Dive Brief:
- Micromobility company Skip filed a petition for Chapter 7 bankruptcy last week, a move that means it will sell off all its assets to pay its debts.
- Skip filed the petition in the United States Bankruptcy Court for the Northern District of California with Mohit Wadhera, its former chief technology officer, listed as the authorized representative of its debtor. A meeting for Skip's creditors is scheduled for Sept. 8. The company says in its petition it has liabilities worth between $10 million and $50 million, and assets worth $50 million to $100 million.
- This petition marks the first bankruptcy filing by a well-known scooter company with a footprint in multiple cities. The move also comes after Helbiz acquired Skip late last year, with Helbiz saying at the time that it intended to expand Skip's brand, technology, operations team and shared scooter fleet as part of its own global expansion strategy.
Dive Insight:
Other notable bankruptcies in the micromobility sector include Unicorn, which pledged to sell customers a personal scooter at $655 each, but did not deliver on that promise and went bust in 2019. Last year, electric skateboard company Boosted also went defunct and saw much of its assets acquired by Lime.
Chapter 7 bankruptcy means Skip's assets will be liquidated to pay off its creditors, but that process may take some time. Both Skip and Helbiz did not respond to repeated requests for comment. As of Monday, scooters were not available in the app in San Francisco or Sacramento, while they were still available for rent in Jacksonville, Florida; Miami; Oklahoma City; Washington, D.C.; and Waterloo, Iowa. A Smart Cities Dive reporter saw Skip scooters still on the streets of Washington, D.C. on Monday morning.

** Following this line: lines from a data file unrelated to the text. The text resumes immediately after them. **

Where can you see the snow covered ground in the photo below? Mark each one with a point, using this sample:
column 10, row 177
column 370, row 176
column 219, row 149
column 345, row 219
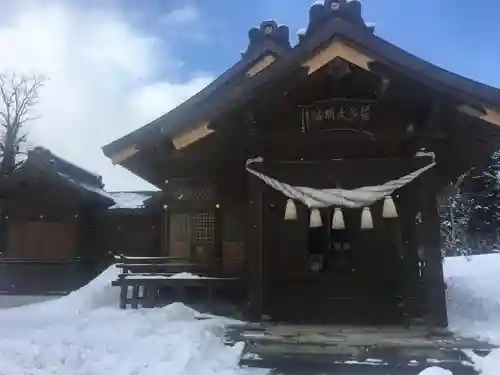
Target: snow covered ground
column 474, row 303
column 86, row 334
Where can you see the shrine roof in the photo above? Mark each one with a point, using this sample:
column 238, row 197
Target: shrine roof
column 330, row 21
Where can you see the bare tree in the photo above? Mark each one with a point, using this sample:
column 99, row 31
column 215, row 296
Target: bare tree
column 19, row 95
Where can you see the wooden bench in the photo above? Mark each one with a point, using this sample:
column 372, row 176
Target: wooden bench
column 146, row 288
column 150, row 280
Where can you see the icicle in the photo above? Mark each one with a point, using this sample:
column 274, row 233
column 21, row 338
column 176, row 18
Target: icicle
column 315, row 219
column 290, row 210
column 338, row 220
column 366, row 219
column 389, row 211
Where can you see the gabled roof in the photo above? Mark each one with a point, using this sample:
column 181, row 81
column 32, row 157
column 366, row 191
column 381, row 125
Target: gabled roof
column 274, row 44
column 336, row 36
column 87, row 184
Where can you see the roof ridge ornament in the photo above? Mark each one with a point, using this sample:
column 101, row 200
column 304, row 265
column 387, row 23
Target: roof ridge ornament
column 268, row 31
column 323, row 11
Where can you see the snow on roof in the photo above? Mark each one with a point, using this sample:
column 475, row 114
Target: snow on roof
column 88, row 187
column 129, row 199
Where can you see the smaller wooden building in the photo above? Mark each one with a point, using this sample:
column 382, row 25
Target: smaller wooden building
column 47, row 207
column 59, row 226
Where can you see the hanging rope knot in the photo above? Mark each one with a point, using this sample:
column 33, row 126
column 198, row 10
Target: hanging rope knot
column 259, row 159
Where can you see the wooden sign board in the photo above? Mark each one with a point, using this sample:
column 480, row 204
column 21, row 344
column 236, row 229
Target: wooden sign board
column 337, row 114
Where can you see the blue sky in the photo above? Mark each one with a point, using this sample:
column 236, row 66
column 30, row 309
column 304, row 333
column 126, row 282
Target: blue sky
column 114, row 65
column 458, row 35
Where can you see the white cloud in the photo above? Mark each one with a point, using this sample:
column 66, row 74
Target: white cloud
column 101, row 81
column 186, row 14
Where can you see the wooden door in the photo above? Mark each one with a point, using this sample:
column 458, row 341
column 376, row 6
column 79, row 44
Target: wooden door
column 180, row 235
column 357, row 280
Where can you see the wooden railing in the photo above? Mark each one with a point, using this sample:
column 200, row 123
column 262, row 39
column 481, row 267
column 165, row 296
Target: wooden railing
column 148, row 282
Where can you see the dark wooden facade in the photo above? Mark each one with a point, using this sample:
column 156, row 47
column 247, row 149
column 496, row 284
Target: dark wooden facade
column 59, row 226
column 342, row 108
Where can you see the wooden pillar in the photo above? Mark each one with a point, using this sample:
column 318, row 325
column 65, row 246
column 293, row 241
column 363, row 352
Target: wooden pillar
column 254, row 248
column 430, row 244
column 219, row 217
column 410, row 262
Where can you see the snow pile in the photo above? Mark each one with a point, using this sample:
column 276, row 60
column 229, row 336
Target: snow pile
column 435, row 371
column 474, row 303
column 185, row 275
column 129, row 199
column 474, row 295
column 86, row 334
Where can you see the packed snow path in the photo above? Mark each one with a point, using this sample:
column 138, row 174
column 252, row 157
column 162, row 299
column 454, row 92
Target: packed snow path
column 86, row 334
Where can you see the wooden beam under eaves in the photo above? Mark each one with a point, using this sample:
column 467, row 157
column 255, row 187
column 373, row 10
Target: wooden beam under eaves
column 185, row 139
column 124, row 154
column 489, row 114
column 260, row 65
column 338, row 49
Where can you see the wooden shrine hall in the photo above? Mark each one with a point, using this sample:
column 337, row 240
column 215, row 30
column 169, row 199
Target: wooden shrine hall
column 311, row 172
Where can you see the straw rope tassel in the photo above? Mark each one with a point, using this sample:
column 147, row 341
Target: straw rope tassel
column 366, row 219
column 290, row 210
column 389, row 211
column 315, row 219
column 338, row 219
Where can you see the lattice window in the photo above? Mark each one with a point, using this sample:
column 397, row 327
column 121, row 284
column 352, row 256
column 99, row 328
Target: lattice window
column 204, row 227
column 194, row 193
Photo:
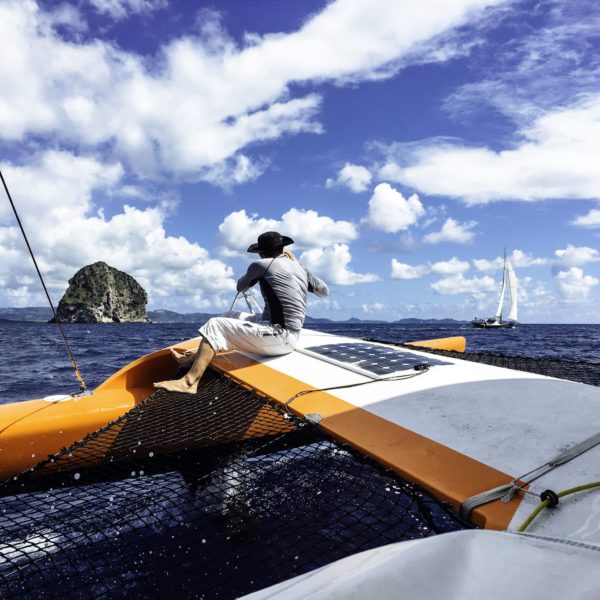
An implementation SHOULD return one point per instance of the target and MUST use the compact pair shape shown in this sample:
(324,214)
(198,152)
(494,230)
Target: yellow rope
(540,507)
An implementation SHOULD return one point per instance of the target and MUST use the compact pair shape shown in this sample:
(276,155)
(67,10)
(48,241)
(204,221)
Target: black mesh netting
(580,371)
(213,495)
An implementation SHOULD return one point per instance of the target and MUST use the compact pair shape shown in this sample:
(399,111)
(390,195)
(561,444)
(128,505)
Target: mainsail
(512,288)
(509,279)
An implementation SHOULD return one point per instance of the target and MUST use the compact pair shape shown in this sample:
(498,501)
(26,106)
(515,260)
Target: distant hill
(170,316)
(29,313)
(419,321)
(43,314)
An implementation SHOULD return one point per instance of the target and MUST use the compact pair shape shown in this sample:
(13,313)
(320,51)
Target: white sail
(501,301)
(512,289)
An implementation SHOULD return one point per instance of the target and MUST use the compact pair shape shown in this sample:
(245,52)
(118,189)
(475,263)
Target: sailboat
(509,280)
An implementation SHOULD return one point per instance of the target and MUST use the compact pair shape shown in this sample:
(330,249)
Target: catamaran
(509,281)
(325,473)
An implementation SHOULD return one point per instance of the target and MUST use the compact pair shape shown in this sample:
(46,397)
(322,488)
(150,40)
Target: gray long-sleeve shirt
(284,284)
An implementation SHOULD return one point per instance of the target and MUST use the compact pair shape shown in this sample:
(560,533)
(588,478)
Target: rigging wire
(82,385)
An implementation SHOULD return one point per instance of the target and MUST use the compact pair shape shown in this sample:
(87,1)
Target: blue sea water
(34,362)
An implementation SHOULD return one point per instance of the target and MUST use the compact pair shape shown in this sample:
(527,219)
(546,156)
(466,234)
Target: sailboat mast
(501,302)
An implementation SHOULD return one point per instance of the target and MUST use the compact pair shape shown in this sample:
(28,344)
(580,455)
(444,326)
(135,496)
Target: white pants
(246,332)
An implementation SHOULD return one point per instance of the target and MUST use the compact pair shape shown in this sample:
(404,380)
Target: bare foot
(185,359)
(177,385)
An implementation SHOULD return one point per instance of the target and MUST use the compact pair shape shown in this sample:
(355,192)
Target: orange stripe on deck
(447,474)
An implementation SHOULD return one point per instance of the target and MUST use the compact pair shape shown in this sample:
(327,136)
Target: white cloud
(459,284)
(404,271)
(518,258)
(375,307)
(55,197)
(452,231)
(589,221)
(119,9)
(354,177)
(389,211)
(307,228)
(574,286)
(454,266)
(575,256)
(555,157)
(540,67)
(221,97)
(332,265)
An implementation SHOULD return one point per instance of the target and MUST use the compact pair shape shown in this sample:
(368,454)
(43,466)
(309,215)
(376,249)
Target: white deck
(510,420)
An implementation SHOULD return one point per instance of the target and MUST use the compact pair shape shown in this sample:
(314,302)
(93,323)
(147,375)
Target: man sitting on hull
(284,284)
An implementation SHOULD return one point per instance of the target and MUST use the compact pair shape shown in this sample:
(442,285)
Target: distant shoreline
(41,314)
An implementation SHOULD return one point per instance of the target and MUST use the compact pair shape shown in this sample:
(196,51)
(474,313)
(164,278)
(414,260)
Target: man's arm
(252,275)
(316,286)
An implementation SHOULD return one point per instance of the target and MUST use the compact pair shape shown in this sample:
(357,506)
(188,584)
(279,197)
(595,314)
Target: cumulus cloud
(389,211)
(454,266)
(518,259)
(555,157)
(452,231)
(589,221)
(459,284)
(375,307)
(55,195)
(404,271)
(574,285)
(575,256)
(307,228)
(119,9)
(354,177)
(222,97)
(332,265)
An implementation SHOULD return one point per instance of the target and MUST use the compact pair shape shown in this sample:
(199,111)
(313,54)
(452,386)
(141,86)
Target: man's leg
(188,384)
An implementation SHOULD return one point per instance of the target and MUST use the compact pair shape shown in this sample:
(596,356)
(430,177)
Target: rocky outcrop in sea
(100,293)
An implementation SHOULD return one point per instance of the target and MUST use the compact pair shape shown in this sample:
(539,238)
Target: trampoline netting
(212,495)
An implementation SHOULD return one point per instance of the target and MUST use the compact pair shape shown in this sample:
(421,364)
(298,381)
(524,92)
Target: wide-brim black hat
(269,241)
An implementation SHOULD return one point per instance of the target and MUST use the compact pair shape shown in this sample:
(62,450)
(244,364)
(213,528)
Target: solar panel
(378,360)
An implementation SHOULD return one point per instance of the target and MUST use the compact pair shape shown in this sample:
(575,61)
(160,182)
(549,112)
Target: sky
(403,146)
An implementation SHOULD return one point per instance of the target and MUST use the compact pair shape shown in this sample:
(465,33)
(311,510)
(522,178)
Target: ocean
(35,363)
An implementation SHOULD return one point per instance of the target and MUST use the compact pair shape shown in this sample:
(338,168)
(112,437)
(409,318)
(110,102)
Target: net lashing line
(580,371)
(212,495)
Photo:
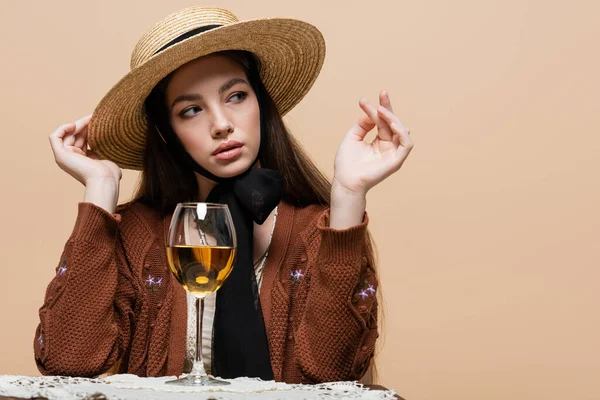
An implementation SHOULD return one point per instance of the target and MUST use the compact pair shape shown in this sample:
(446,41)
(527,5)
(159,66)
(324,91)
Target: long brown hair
(164,181)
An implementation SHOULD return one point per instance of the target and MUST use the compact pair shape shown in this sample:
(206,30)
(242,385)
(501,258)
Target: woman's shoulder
(307,216)
(137,215)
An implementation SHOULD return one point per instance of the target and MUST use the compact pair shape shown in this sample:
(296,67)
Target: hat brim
(291,54)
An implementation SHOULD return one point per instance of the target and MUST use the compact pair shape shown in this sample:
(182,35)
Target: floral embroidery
(370,289)
(296,275)
(366,290)
(153,283)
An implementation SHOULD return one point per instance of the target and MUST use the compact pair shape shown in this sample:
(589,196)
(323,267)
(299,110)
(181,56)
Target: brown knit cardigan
(114,303)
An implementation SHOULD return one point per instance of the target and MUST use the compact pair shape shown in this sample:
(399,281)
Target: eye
(186,112)
(240,95)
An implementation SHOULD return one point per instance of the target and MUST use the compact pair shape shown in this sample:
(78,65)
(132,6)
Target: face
(215,114)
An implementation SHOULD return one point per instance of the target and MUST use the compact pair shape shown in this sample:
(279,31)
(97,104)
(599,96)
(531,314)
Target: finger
(80,130)
(360,129)
(397,127)
(384,100)
(81,139)
(56,137)
(74,149)
(92,154)
(383,129)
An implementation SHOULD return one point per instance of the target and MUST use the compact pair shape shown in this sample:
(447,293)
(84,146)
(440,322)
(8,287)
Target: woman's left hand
(360,165)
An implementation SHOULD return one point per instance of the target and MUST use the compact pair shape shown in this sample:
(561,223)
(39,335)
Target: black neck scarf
(239,344)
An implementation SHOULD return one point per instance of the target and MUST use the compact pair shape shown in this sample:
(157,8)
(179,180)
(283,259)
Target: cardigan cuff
(341,246)
(95,225)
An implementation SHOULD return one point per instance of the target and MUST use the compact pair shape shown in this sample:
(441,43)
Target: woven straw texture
(292,53)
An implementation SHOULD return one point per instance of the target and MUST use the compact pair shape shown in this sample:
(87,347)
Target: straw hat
(291,53)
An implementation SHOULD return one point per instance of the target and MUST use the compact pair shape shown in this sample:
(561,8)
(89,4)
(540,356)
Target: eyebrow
(197,97)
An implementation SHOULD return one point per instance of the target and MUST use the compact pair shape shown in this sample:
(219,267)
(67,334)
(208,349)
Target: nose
(222,125)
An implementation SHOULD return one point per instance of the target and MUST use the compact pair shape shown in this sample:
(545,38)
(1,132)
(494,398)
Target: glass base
(198,380)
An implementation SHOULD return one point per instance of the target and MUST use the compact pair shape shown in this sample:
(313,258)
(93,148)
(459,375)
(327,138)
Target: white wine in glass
(201,250)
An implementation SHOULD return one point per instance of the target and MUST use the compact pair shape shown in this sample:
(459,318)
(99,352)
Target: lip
(224,147)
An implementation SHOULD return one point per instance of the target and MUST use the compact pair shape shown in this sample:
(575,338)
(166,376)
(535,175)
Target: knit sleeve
(87,315)
(336,337)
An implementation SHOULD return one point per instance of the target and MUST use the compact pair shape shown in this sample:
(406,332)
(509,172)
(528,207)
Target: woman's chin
(231,169)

The company is represented in its bankruptcy proceedings by Robert Harris, an attorney at Binder & Malter LLP, which describes itself as "a Silicon Valley law firm specializing in the areas of bankruptcy, insolvency, and debtors' and creditors' rights." Harris did not respond to requests for comment.
At the onset of the coronavirus pandemic, there were questions about whether scooters would survive. But the majority of those fears appear to have been confounded as micromobility companies have stayed in cities and some look to increase their offerings. Bird is set to go public on the New York Stock Exchange in the second half of this year and said that will enable it to move beyond scooters, while Lime has already flexed its muscles by unveiling shareable mopeds.